Hattinger Kinder stellen ihren Mut unter Beweis

Foto: Funke Foto Services
Beim Kinderferienspaß geht es in die Boulderhalle zum Klettern, auf eine Nachtwanderung und auf die Erlebnistour durch die Kluterthöhle.

Hattingen..  Mut und Abenteuer – das ist das Motto des Kinderferienspaß-Projekts von Montag bis Mittwoch.

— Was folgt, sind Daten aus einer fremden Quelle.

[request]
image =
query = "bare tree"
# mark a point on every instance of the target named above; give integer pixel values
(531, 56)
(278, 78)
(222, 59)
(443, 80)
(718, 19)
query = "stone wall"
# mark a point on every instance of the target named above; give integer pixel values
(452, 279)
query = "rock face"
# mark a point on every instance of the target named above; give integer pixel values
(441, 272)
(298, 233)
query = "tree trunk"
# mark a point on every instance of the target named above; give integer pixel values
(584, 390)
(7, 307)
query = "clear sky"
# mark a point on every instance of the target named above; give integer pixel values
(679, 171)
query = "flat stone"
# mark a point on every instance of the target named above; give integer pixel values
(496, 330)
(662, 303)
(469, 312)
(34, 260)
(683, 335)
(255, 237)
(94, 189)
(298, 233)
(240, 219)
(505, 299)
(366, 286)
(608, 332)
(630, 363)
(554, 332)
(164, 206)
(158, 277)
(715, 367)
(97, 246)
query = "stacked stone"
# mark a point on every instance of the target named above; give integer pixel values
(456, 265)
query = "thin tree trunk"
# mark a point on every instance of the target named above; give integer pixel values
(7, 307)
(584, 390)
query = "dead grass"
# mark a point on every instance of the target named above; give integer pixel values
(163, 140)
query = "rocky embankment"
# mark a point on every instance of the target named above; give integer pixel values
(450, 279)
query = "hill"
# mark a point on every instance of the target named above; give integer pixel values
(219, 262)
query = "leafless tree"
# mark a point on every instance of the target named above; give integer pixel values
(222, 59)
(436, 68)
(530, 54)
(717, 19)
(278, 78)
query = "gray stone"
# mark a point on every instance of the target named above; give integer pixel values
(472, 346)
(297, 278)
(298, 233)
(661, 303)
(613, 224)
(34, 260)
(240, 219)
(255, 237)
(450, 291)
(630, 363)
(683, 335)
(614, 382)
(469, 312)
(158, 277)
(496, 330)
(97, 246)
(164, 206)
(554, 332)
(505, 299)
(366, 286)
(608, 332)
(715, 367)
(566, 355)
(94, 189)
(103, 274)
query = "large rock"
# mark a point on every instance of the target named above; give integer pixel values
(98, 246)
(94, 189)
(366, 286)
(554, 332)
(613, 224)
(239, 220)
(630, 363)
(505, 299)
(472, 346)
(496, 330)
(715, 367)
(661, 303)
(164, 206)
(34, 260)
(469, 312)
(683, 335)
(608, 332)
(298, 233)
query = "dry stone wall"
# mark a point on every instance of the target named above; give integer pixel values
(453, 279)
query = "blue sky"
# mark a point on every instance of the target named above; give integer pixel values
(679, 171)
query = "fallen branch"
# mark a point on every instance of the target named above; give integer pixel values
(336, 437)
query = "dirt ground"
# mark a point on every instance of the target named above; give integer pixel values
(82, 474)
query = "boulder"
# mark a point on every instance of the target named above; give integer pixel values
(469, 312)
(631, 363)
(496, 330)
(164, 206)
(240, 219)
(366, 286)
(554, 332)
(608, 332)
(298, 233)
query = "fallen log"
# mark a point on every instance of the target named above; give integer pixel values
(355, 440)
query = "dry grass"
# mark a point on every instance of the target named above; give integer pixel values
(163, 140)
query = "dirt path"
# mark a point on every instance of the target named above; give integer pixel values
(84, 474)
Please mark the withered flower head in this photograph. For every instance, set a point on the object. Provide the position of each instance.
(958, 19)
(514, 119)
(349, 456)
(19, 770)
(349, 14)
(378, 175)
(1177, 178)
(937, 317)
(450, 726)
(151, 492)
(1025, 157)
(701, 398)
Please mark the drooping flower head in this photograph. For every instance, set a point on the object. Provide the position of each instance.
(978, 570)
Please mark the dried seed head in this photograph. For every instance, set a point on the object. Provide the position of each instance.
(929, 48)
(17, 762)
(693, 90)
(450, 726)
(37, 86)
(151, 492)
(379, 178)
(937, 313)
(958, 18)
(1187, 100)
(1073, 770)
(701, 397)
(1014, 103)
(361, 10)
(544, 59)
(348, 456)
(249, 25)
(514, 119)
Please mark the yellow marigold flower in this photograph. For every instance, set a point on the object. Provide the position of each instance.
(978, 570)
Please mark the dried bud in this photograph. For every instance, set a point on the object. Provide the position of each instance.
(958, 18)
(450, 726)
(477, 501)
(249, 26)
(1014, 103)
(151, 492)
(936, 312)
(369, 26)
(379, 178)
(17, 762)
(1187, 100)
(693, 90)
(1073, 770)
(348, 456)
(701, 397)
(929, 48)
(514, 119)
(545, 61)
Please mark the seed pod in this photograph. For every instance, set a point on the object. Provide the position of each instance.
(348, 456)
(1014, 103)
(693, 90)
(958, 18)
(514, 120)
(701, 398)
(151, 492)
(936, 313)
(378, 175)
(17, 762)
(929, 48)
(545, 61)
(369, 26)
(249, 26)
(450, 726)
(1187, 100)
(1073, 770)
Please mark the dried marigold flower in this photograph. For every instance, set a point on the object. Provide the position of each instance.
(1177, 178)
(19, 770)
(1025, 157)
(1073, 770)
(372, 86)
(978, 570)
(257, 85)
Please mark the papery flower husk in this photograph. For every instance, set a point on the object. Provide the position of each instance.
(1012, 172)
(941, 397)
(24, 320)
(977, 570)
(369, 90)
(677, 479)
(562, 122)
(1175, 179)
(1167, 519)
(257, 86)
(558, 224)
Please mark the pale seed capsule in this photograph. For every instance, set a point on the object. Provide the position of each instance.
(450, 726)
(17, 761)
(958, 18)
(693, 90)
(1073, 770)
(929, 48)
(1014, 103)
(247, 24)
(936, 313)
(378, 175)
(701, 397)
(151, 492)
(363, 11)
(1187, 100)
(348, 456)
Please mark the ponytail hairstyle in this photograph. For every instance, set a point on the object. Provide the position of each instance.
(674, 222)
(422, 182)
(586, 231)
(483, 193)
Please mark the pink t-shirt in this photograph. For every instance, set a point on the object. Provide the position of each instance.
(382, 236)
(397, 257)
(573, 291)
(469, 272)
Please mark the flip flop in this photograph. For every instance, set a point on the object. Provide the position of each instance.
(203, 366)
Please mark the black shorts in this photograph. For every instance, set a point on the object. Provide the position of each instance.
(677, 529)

Unter der Leitung von Svenja Stirnberg und Annekathrin Wittkopp überwinden 25 Kinder ihre Ängste und überschreiten ihre eigenen Grenzen. „Ich mache gerade mein Anerkennungsjahr und durfte mir ein ganz eigenes Projekt ausdenken“, sagt Wittkopp, „Viele unserer Projekte sind für jüngere Kinder, daher wollte ich auch mal etwas für die Älteren zwischen zehn und 14 Jahren anbieten.“

Die erste Station am Montagvormittag ist die Boulderhalle in Hattingen. Da hat sich der Betreiber Marcel Zarth einiges für die Kinder ausgedacht: „Die Teilnehmer können die Wände hoch- und hinunterklettern, ich erkläre das System des Routen Boulderns und habe einen Hindernisparkour aufgebaut.“ Fürs Routen Boulden gibt es an den Kletterwänden bunten Griffe, die mit kleinen Schildern versehen sind. Darauf steht, welchen Schwierigkeitsgrad der Weg hat. Vom Einsteigerparcours über einen mittleren bis hin zum epischen Parcours ist alles dabei. Jonas Schilling ist einen mittelschweren Weg geklettert und hängt am Ende nur noch mit den Fingern an einem Griff, die Beine baumeln in der Luft. „Ich mache mit, weil Sport genau mein Ding ist und das Klettern mir riesigen Spaß macht“, sagt er.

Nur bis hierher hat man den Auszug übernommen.